War, exodus and hunger: Lebanon’s Catholics face a new wave of fear and exhaustion

By Camillo Barone, 27 March 2026
A Caritas worker hands out water alongside the road. Image: Supplied with permission by Caritas Lebanon

 

At around 2:30 a.m. on March 2, the first explosions shattered the quiet of the capital. Powerful airstrikes struck Beirut’s southern suburbs, sending shockwaves across the city. Residents woke to the sound of missiles overhead and windows rattling in apartment buildings. Within hours, the violence spread across southern Lebanon and the Bekaa Valley.

By morning, thousands of people were on the move.

According to the U.N., more than 30,000 people were displaced in the first wave of attacks. Highways leading out of southern Lebanon and the capital quickly became clogged with cars as families tried to flee the bombardment. Evacuation warnings sent to dozens of villages triggered panic across communities already worn down by years of political and economic crisis.

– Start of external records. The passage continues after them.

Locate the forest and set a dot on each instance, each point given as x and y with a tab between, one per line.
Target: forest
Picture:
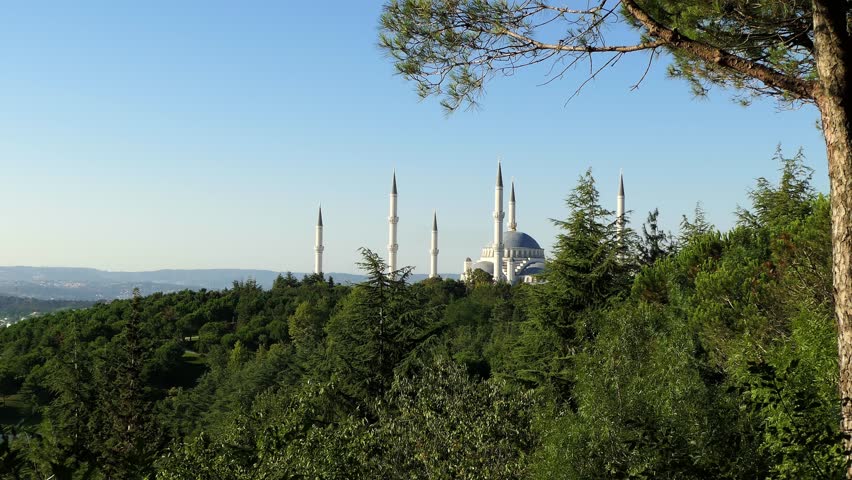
696	354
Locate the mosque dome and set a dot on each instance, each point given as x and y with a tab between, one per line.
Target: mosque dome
519	240
487	267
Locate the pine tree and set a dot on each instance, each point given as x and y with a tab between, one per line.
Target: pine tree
130	435
698	226
655	244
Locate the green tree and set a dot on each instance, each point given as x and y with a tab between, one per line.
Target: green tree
795	51
699	225
655	244
375	328
130	435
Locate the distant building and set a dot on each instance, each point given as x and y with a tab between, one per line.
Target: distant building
513	257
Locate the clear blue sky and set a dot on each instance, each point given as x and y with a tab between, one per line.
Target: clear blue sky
203	134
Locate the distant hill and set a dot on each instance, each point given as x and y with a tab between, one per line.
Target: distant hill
13	309
90	284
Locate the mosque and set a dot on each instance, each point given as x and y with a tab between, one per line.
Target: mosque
512	257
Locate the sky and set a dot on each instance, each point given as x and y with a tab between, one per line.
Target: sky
204	134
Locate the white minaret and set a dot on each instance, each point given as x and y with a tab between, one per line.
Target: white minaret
619	206
498	225
433	266
318	248
513	225
392	221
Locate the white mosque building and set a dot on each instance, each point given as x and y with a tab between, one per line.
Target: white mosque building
513	257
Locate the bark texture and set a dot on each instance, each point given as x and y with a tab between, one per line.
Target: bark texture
832	52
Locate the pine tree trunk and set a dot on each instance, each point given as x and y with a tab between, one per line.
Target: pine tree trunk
831	41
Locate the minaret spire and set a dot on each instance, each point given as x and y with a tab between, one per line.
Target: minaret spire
393	219
433	266
318	248
619	206
498	225
513	225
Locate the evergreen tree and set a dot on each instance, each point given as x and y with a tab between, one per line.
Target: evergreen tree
698	226
590	263
130	435
655	243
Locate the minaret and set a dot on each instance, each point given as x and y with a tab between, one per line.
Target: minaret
513	225
433	266
498	225
392	221
619	207
319	247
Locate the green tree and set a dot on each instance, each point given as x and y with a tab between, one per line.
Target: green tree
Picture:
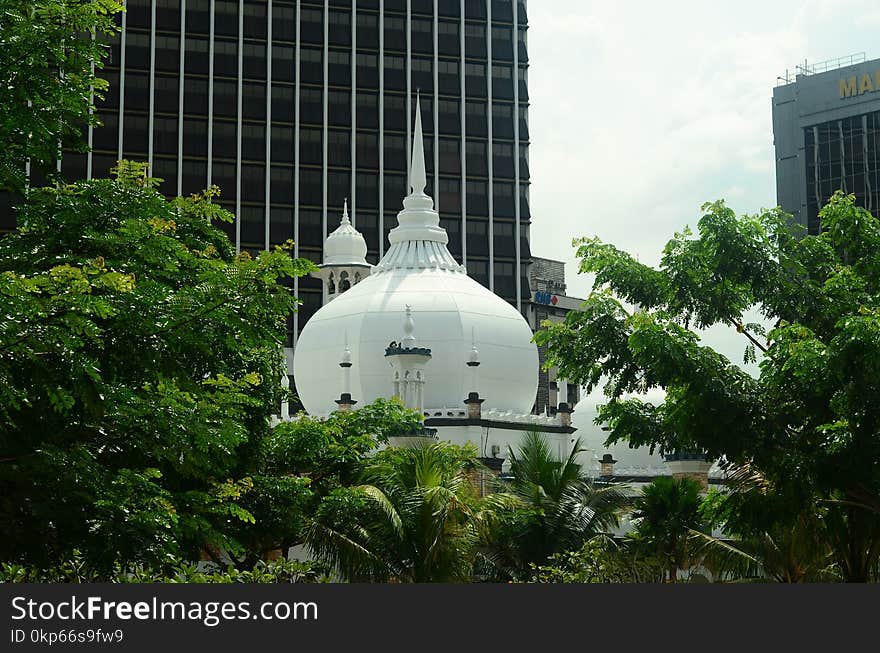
791	548
303	460
665	514
415	518
810	423
601	560
139	367
560	509
49	52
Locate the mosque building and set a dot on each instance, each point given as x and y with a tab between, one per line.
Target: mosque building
417	327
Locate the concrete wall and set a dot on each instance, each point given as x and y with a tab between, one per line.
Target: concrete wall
812	100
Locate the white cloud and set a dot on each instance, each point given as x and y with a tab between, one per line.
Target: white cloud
640	112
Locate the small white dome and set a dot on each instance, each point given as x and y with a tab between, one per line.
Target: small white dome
346	245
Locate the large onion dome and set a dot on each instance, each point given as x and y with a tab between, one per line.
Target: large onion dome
452	314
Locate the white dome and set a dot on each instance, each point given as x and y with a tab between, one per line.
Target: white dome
447	307
346	245
452	314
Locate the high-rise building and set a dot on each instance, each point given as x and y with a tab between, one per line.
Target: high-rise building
826	129
293	106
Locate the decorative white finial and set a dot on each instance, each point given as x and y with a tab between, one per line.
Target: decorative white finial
409	340
418	178
474	358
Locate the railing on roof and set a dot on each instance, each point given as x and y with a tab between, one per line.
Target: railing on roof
820	67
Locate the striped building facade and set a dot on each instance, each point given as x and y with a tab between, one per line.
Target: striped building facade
293	106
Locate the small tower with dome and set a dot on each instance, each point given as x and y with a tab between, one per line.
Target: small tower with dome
408	362
345	263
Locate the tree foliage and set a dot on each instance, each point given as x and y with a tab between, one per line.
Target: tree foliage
600	560
416	517
560	507
49	53
810	422
139	367
665	514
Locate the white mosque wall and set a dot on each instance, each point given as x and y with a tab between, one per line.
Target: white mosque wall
492	442
635	461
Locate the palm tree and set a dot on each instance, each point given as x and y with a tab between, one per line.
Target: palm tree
562	508
415	518
665	515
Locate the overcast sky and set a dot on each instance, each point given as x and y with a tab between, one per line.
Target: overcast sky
641	111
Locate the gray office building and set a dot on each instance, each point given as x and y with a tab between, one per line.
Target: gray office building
826	129
292	106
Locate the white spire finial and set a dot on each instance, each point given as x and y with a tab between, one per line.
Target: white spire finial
418	178
346	353
474	358
409	340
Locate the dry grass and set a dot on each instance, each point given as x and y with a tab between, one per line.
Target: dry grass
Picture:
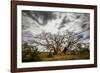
44	56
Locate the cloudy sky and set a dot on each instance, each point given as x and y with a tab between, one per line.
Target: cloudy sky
36	22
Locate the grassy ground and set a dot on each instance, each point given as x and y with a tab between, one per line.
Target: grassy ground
29	56
44	56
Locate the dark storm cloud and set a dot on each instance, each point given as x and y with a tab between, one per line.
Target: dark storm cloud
44	16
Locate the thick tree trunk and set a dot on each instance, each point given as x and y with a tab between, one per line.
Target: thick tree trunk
66	48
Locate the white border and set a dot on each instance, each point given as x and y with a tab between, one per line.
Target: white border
53	63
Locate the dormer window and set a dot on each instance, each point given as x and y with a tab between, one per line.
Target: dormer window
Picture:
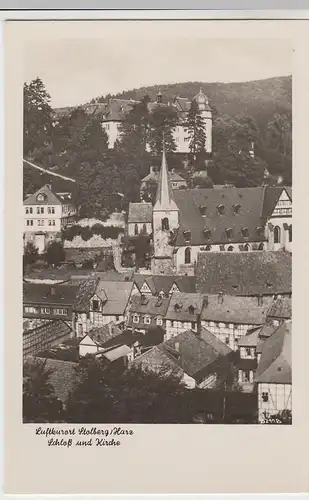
187	236
203	209
207	233
191	309
220	209
236	208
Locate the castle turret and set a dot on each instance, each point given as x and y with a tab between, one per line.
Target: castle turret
203	105
165	220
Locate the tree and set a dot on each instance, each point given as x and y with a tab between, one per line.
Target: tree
30	253
39	401
55	253
196	130
163	121
37	116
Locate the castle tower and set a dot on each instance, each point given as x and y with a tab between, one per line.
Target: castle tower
165	218
203	105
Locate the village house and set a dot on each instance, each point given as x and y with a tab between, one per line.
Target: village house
163	285
50	302
229	317
251	274
198	360
45	213
101	302
45	336
183	313
274	373
146	312
140	219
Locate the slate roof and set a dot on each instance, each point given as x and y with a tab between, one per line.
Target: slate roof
117	293
140	212
244	209
41	293
275	366
103	334
153	306
160	282
85	292
62	377
281	308
236	309
179	306
244	273
50	198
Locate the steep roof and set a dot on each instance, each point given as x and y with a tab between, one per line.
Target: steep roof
140	212
275	366
165	198
217	210
194	352
117	293
50	198
244	273
180	306
154	306
235	309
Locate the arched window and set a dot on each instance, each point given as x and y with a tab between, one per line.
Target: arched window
290	233
277	234
165	224
188	255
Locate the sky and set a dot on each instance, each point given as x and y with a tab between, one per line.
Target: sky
75	70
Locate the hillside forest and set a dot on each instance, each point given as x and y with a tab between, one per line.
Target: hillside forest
73	143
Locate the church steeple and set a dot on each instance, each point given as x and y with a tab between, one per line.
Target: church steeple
164	199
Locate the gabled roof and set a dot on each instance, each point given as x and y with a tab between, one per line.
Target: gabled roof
245	273
140	212
275	366
241	211
103	334
165	198
154	306
50	198
117	293
180	306
236	309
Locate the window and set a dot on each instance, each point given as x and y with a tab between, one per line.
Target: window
147	320
135	318
188	255
277	234
95	305
165	224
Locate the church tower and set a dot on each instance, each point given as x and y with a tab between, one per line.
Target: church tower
165	217
203	105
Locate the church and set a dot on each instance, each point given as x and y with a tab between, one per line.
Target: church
226	219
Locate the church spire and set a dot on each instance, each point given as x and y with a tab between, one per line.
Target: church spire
164	198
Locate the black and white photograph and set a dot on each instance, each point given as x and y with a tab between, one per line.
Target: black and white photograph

Churches, monasteries and schools began opening their doors to those arriving with little more than bags packed in haste. For Lebanon’s Catholic communities — many of them concentrated in towns near the Israeli border — the renewed violence has revived fears that echo earlier conflicts in the country’s long history of war.

In the southern city of Saida, Melkite Catholic Archbishop Elie Béchara Haddad said the escalation had been feared for months.

“It’s not easy where we are now, really,” he said in an interview with the National Catholic Reporter. “But we were waiting for this moment a long time ago. We don’t believe in peace in this region now, in this period of life.”